Question

What is the derivative definition of instantaneous velocity?

Answer 1

Hint: This type of problem depends on the concept of instantaneous velocity. Instantaneous velocity is the velocity of an object at exactly specified instant when it is travelling. Hence the time period which we consider here is very small. Instantaneous velocity can be defined as the rate of change of position for a very short time interval.

Complete step by step answer:
We know that Instantaneous velocity can be defined as the rate of change of position for a very short time interval. Hence, we can write the derivative definition of instantaneous velocity as:
\[\Rightarrow \text{Instantaneous velocity }\left( v \right)=\displaystyle \lim_{\Delta t \to 0}\dfrac{\Delta x}{\Delta t}=\dfrac{dx}{dt}\]
Here, we can see that the instantaneous velocity depends on time that means for every t there is a different velocity at that given instant t. Hence, instantaneous velocity is a variable and so we can consider it as a function of time.
For example, let us consider, a position function
\[\Rightarrow x=4{{t}^{3}}+2{{t}^{2}}+5t+20\]
Since, \[\text{Instantaneous velocity }\left( v \right)=\dfrac{dx}{dt}\],
\[\Rightarrow v=\dfrac{d}{dt}\left( 4{{t}^{3}}+2{{t}^{2}}+5t+20 \right)\]
\[\begin{align}
  & \Rightarrow v=4\dfrac{d}{dt}{{t}^{3}}+2\dfrac{d}{dt}{{t}^{2}}+5\dfrac{d}{dt}t+20 \\
 & \Rightarrow v=4\left( 3{{t}^{2}} \right)+2\left( 2t \right)+5\left( 1 \right) \\
 & \Rightarrow v=12{{t}^{2}}+4t+5 \\
\end{align}\]
So that we can write that the instantaneous velocity for the position function \[x=4{{t}^{3}}+2{{t}^{2}}+5t+20\] is \[v=12{{t}^{2}}+4t+5\].
Let us say we want to know the value of instantaneous velocity at \[t=10\text{ seconds}\] and the position is measured in meters (m). Hence, the unit for instantaneous velocity is \[\text{m/sec}\].
Hence, at \[t=10\text{ seconds}\]
\[\Rightarrow v=12\left( {{10}^{2}} \right)+4\left( 10 \right)+5=1200+40+5=1245\text{m/sec}\].
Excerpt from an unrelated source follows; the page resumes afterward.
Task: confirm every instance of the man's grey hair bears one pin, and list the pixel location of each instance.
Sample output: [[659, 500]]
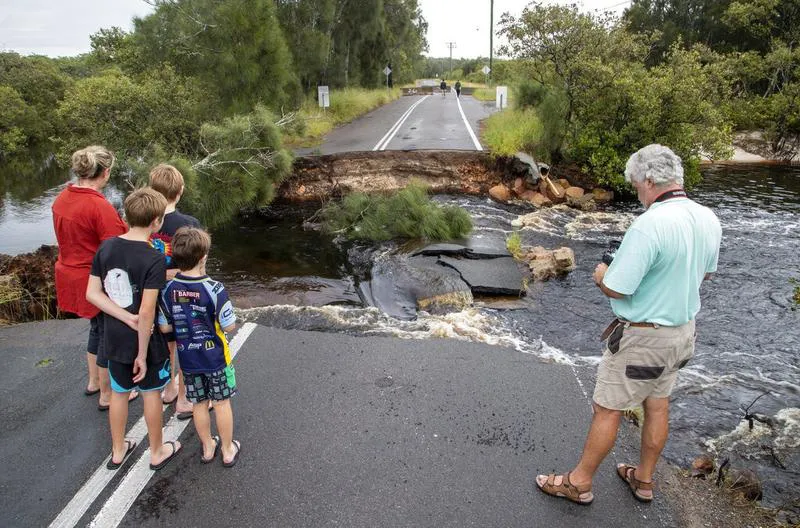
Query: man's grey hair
[[656, 163]]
Note: In this type of question students may make mistakes at defining derivatives of instantaneous velocity. As instantaneous velocity is a function of time the derivative definition must be \[\dfrac{dx}{dt}\] as x is used to represent position function and t is used for instant that is time. Also students have to take care during defining the unit of instantaneous velocity.